Używałam tuszy tańszych i droższych, od Miss Sporty po Diora, było ich jakieś już pewnie 200 różnych, ale nadal moim numerem jeden pozostaje Loreal Telescopic i zawsze mam jeden w zapasie :)
Dziękuję za Twoją wskazówkę :*
ooo właśnie przypomniałaś mi, że muszę kupić nową maskarę mam ochotę na sławny tusz eveline celebrity
tusz ciekawy, ale niestety 120 zł bym w życiu za niego nie dała.

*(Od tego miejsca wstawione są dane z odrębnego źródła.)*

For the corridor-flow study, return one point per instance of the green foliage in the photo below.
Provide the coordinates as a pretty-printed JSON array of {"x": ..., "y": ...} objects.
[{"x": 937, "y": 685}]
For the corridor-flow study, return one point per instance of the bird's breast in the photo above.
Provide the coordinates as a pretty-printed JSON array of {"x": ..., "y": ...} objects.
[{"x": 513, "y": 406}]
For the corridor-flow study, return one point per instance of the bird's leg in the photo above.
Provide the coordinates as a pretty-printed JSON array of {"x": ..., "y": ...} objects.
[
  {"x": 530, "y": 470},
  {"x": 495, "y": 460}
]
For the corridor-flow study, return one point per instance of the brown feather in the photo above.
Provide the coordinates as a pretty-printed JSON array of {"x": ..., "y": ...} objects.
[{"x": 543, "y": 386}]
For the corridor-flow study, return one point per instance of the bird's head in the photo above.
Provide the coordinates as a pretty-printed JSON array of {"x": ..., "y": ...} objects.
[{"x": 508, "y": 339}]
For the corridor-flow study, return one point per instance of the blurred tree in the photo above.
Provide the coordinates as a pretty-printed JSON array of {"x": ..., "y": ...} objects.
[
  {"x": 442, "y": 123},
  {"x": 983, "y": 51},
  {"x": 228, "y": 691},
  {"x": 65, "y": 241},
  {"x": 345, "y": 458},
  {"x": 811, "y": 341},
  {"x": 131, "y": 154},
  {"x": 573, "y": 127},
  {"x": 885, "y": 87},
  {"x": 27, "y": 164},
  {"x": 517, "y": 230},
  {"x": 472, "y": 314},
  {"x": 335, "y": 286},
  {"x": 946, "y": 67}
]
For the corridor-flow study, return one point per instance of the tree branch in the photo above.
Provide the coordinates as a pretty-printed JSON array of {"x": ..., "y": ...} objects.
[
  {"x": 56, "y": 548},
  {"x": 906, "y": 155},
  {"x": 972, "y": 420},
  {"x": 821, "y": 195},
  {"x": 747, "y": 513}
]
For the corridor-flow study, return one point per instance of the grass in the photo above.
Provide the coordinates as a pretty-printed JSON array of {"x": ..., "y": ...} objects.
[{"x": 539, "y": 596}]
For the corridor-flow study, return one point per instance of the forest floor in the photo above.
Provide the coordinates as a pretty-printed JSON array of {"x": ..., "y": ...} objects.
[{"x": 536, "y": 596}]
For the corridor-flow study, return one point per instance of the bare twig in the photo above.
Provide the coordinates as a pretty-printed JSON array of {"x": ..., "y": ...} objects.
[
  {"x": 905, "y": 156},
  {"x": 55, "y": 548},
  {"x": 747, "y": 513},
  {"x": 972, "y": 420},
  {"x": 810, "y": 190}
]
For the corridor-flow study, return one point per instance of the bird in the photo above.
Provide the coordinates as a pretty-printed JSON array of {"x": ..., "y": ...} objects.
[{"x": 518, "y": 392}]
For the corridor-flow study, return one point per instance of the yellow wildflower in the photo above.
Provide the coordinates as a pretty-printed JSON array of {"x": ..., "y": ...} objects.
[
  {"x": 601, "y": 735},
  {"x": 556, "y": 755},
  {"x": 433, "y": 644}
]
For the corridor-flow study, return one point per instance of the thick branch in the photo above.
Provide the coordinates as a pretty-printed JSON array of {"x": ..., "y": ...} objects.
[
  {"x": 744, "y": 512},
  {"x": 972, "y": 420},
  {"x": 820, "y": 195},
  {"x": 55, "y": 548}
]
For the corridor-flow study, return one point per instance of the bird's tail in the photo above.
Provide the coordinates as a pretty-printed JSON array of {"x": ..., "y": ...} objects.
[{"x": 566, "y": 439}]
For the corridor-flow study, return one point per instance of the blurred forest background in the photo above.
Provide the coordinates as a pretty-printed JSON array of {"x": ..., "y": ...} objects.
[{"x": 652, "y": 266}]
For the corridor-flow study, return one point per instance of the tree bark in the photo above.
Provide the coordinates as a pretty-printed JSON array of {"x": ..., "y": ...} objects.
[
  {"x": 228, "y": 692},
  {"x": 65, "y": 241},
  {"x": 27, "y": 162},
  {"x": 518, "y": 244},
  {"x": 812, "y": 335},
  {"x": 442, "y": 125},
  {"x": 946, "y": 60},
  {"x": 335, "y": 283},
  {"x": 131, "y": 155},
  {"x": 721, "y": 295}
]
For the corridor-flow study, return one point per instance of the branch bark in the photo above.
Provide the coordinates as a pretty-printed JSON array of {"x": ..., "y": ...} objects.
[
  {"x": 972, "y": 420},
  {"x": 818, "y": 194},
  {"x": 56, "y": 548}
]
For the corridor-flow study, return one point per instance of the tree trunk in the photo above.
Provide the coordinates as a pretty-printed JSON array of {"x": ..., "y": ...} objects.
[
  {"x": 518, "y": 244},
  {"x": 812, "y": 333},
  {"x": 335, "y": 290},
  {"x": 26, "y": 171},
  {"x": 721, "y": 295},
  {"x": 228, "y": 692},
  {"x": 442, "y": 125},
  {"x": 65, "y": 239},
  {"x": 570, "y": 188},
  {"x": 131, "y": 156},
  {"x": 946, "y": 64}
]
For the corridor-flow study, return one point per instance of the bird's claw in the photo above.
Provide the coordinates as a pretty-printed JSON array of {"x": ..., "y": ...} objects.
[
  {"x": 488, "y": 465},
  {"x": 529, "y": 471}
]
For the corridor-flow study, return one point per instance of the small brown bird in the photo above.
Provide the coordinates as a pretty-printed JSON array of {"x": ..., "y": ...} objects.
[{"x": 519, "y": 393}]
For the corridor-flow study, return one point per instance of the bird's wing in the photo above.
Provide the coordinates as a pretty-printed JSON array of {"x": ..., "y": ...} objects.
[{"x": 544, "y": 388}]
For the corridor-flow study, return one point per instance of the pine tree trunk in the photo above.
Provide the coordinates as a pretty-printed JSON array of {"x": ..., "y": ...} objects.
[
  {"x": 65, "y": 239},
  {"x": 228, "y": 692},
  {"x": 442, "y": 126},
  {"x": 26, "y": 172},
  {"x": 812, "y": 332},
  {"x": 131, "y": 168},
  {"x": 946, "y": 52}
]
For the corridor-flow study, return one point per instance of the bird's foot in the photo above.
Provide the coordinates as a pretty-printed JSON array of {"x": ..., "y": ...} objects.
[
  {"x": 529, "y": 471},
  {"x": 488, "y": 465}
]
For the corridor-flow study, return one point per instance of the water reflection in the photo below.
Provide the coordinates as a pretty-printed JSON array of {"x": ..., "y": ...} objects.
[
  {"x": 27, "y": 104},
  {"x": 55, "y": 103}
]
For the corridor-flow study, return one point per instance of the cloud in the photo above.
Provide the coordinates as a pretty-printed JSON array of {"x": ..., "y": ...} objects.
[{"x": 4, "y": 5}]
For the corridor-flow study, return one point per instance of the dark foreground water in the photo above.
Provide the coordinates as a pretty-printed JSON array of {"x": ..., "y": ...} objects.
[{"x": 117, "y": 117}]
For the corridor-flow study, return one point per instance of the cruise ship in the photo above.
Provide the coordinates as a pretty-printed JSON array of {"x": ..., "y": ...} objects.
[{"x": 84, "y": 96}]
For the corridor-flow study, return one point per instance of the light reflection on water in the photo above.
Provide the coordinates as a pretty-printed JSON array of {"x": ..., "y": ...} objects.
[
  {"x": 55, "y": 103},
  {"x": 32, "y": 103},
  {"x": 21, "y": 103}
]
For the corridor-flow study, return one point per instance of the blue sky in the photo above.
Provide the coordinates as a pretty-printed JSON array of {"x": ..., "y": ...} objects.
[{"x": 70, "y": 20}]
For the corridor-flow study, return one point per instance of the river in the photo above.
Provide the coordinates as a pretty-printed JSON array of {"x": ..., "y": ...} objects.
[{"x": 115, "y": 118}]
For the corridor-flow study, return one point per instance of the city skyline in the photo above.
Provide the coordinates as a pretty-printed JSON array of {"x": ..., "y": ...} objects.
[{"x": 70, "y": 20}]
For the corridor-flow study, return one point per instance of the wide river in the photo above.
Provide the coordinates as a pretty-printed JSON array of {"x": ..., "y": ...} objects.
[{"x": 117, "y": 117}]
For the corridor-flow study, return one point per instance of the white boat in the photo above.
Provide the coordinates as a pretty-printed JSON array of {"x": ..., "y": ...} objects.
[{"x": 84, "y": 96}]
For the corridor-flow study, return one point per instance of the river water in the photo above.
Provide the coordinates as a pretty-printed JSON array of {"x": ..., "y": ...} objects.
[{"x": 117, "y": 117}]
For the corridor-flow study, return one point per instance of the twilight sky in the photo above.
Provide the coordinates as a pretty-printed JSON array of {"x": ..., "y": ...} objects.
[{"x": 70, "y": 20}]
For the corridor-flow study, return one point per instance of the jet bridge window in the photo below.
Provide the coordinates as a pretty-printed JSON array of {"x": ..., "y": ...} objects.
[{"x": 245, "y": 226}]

Niestety nie mogę sobie pozwolić na taki wydatek co do kwestii mascary ;) Mimo to fajnie się prezentuje, w końcu Givenchy ma klimat <3
Lubię tą firmę;) Jak na razie miałam z niej tylko perfumy;) może kupię i tusz. Efekt super;) pozdrawiam
Nigdy nie miałam tuszu z taką dziwną szczoteczką;)
Your looking lovely and pretty images so good !!